Disclaimer

First and foremost we should measure ourselves against our past self. For example, ask yourself questions like “have I opened more PRs this year or last year?” At the end of the day productivity is hard to measure and it may be more helpful to simply identify problems wih your approach and work on those than to try and increase artificial metrics. In general, productivity will always be hard to measure because many soft-skills such as communication may also be an important skill to practice as a developer.

Measuring developer productivity is important in teams to determine who should earn rewards (such as a bonus) and who needs to improve on their skills. I have used different systems over time and I will cover their strengths and weaknesses.

My Journey

2012: Lines of Code

When I was a teenager I felt very productive when writing a lot of code. This lead to funny situations where I would purposefully avoid writing reusable functions in order to achieve more lines of code. This lead to a codebase with more code which meant that other developers on the team would need to read/understand more code in order to work with the codebase. This also meant that changing a design would require manually changing code in many places.

2020: Number of Commits

In 2020 I though that number of commits would be a good way to measure developer performance. One weakness of this technique is that its meaningfulnes is arbritary and could vary between equally competent and productive developers. Imagine that one developer only commits when they have solved the task while a second developer commits after every line of code changed. Both solved the same problem but one of them will have many more commits.

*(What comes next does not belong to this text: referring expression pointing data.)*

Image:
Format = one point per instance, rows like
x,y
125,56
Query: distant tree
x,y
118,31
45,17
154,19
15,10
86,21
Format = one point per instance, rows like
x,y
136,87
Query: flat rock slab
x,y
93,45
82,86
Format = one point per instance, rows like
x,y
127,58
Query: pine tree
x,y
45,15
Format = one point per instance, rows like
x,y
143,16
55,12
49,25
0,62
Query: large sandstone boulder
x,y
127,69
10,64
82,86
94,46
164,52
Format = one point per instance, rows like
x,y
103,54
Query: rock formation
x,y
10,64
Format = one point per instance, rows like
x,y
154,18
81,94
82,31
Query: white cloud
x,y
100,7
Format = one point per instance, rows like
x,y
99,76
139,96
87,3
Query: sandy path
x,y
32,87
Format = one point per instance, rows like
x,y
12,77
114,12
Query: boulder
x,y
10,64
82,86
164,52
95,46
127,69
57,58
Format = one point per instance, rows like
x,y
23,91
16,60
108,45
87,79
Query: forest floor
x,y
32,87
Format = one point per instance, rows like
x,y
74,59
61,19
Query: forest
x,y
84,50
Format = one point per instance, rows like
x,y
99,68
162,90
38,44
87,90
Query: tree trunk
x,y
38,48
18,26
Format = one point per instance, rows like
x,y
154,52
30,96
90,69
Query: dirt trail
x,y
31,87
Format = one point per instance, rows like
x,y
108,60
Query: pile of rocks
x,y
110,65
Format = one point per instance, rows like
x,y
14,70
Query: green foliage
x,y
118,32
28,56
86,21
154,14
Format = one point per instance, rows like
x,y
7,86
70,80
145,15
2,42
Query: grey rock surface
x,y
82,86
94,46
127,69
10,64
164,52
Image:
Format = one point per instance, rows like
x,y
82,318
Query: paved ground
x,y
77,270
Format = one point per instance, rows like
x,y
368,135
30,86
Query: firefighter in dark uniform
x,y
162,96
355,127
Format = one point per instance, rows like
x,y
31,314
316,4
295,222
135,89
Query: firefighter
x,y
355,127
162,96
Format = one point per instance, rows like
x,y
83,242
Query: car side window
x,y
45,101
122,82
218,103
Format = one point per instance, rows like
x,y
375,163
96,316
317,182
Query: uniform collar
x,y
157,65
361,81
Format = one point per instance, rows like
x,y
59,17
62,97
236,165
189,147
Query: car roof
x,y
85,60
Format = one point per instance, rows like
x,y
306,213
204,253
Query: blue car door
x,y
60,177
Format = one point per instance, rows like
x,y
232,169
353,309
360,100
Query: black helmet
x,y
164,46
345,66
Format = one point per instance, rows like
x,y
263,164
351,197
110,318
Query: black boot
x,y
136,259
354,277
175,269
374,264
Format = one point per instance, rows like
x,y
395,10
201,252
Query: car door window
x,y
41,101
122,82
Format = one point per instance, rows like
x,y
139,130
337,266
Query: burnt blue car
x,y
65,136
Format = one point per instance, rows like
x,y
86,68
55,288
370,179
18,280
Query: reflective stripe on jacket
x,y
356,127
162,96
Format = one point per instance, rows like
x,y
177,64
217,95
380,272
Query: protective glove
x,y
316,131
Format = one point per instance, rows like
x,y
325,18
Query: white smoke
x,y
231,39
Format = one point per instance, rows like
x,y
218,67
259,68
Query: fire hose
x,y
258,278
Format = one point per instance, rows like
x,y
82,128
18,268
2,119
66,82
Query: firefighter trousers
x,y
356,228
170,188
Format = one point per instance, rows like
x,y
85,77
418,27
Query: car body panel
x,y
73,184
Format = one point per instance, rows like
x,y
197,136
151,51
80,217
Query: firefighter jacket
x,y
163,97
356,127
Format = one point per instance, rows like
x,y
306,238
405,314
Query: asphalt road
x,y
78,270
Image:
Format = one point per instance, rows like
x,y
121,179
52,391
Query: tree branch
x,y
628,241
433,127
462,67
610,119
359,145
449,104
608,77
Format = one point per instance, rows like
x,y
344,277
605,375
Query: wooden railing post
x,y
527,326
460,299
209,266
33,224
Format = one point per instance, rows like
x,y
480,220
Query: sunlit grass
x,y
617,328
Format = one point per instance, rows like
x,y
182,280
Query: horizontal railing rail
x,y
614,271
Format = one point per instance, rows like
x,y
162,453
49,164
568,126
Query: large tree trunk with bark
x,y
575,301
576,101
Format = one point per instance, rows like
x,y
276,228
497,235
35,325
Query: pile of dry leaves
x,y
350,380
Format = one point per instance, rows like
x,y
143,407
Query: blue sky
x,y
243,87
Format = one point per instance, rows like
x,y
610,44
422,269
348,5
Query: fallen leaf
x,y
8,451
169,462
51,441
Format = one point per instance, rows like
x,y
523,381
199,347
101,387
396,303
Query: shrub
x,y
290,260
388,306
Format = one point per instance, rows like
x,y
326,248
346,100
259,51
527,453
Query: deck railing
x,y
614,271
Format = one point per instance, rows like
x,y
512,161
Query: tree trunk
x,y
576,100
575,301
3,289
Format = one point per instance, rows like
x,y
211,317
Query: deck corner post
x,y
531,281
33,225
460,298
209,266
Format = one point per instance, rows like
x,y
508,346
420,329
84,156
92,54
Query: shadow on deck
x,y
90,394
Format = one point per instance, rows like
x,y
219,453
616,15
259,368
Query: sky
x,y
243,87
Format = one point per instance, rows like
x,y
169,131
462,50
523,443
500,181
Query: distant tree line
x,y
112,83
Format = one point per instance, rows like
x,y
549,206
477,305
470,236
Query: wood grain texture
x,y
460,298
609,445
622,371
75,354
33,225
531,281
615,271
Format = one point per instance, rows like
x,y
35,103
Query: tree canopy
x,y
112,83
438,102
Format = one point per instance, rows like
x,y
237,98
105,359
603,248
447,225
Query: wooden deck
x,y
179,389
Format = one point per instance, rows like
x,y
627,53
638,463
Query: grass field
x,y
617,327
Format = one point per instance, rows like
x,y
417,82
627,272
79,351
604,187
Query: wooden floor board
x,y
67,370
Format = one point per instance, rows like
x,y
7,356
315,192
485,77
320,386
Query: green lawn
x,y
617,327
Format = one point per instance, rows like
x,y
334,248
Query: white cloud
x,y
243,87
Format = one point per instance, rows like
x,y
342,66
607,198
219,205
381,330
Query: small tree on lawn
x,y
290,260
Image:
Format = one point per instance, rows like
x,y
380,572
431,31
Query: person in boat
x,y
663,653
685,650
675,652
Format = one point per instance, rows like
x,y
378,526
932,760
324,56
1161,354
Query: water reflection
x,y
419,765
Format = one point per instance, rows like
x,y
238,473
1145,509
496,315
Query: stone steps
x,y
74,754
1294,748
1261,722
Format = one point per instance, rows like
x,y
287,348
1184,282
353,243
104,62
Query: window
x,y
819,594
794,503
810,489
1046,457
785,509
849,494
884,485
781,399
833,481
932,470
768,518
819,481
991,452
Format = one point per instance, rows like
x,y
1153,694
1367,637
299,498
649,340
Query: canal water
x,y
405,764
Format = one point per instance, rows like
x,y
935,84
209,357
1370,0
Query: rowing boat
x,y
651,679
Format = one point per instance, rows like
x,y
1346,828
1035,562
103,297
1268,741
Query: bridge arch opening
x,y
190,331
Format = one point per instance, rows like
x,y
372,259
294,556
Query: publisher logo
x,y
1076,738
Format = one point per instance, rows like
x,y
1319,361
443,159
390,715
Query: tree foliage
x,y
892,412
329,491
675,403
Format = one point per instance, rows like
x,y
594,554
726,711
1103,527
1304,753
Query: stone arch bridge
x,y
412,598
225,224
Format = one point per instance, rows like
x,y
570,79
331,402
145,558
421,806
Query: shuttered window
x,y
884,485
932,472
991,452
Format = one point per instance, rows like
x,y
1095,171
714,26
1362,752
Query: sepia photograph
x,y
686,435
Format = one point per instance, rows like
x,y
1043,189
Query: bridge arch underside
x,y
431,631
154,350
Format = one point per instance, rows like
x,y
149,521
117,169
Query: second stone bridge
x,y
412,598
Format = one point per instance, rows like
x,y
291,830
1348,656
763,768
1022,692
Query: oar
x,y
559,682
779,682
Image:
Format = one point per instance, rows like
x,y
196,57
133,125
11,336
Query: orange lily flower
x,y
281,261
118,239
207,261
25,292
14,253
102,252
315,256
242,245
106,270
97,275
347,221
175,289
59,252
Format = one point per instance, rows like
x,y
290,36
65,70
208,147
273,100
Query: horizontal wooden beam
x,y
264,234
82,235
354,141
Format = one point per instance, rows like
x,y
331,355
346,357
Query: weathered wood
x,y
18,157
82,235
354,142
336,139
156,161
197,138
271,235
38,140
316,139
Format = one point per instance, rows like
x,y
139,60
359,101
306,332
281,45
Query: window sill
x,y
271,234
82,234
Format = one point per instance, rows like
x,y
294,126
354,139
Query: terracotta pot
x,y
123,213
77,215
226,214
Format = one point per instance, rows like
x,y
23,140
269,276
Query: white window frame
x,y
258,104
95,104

2022: Pull requests and Knowledge

This metric can be split into two parts:

  1. Number of PR opened
  2. Number of lines of knowledge generated

Performance = 10 * Number of PR opened + Number of lines of knowledge generated … or something along those lines. Number of PRs opened solves the problem with number of commits. Even if two developers use a different number of commits to solve a problem, they will both open 1 PR for it.

Knowledge: Generally, it is helpful to have developers who know things about the project. This knowledge will help them to make better decisions. However, knowledge is hard to quantify. The system I use for myself is a sort of engineering daybook where I split my work into 1) specific workday files and 2) specific work tasks (such as Jira issues). This notebook is digital, while I use small scribbles with pen and paper I have noticed that it is much more comfortable to lookup notes on a year-old Jira ticket in a digital file system instead of searching through real-life paper.

This idea is similar to the Engineering Daybooks presented in the Pragmatic Programmer.

To quantify knowledge I count the total number of lines in the relevant subfolder of my engineering daybook. This simple number can then be studied check metrics such as lines-of-knowledge generated each month, highest-performing days of the week, etc. These metrics can be studied using git commits or by taking manual snapshots; for example by using automated bash scripts which count lines of code with tools such as cloc.